The Galapagos snakes are one of the most beautiful reptiles of the archipelago. Galapagos snakes are all endemic to Galapagos.

There are five different species and all of them inhabit the dry zones of the islands, however they do not inhabit all of the Galapagos islands. These five species are included in two genera: Alsophis and Philodryas. Commonly these snakes are known as ‘racers’ as they can move very rapidly.

Galapagos Snakes are quite small, only measuring 2 – 3 feet long. They are brown with yellowish longitudinal stripes.

Galapagos snakes are presumed to have arrived on the islands by vegetation rafts. Their colours and design sometimes resemble Garden snakes.

Galapagos Snakes can be slightly poisonous to humans and may use venom to kill its prey. They first catch the prey with their mouths and mainly kill by constriction: wrapping around the victim and squeezing so it cannot breathe.

Galapagos Snakes hunt for small reptiles and mammals. Prey includes Lava Lizards, Grasshoppers, Geckos and Marine Iguana hatchlings. They also feed on Finch nestlings. In turn, the snakes are preyed upon by the Galapagos Hawk, their only natural predator.

Feral cats also kill snakes and may indirectly affect snakes by making Lava Lizards (the snakes main prey) more wary.

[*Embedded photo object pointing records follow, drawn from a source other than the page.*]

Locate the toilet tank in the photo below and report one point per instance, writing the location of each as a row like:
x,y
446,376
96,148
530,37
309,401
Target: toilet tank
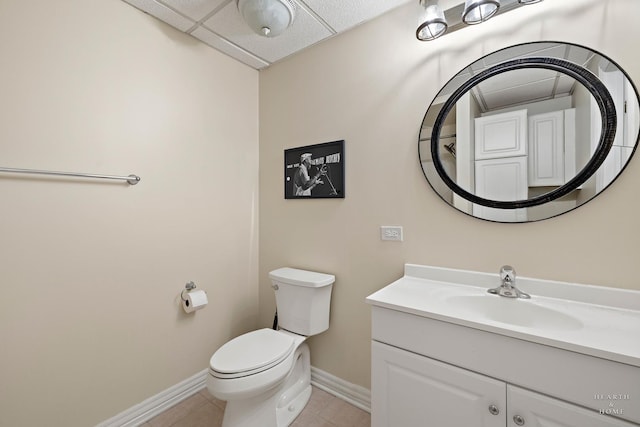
x,y
303,299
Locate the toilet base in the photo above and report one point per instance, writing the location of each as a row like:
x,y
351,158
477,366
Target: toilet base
x,y
279,406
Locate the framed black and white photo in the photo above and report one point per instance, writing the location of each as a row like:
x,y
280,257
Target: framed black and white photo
x,y
314,171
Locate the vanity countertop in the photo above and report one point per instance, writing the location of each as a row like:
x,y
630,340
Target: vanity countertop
x,y
592,320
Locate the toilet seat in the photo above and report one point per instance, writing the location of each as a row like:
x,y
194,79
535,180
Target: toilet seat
x,y
251,353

Although common and widespread, the snakes are not often seen as they are rather shy.

Most islands have one or two of the species. A couple of northern islands have no snakes, presumably because they did not succeed in establishing viable populations or never reached there in the first place.

Galapagos Snakes are elusive and their life habits not well known.

Galapagos Snakes are very difficult to spot but are usually seen on the Galapagos Islands of Santa Fe and North Seymour islands.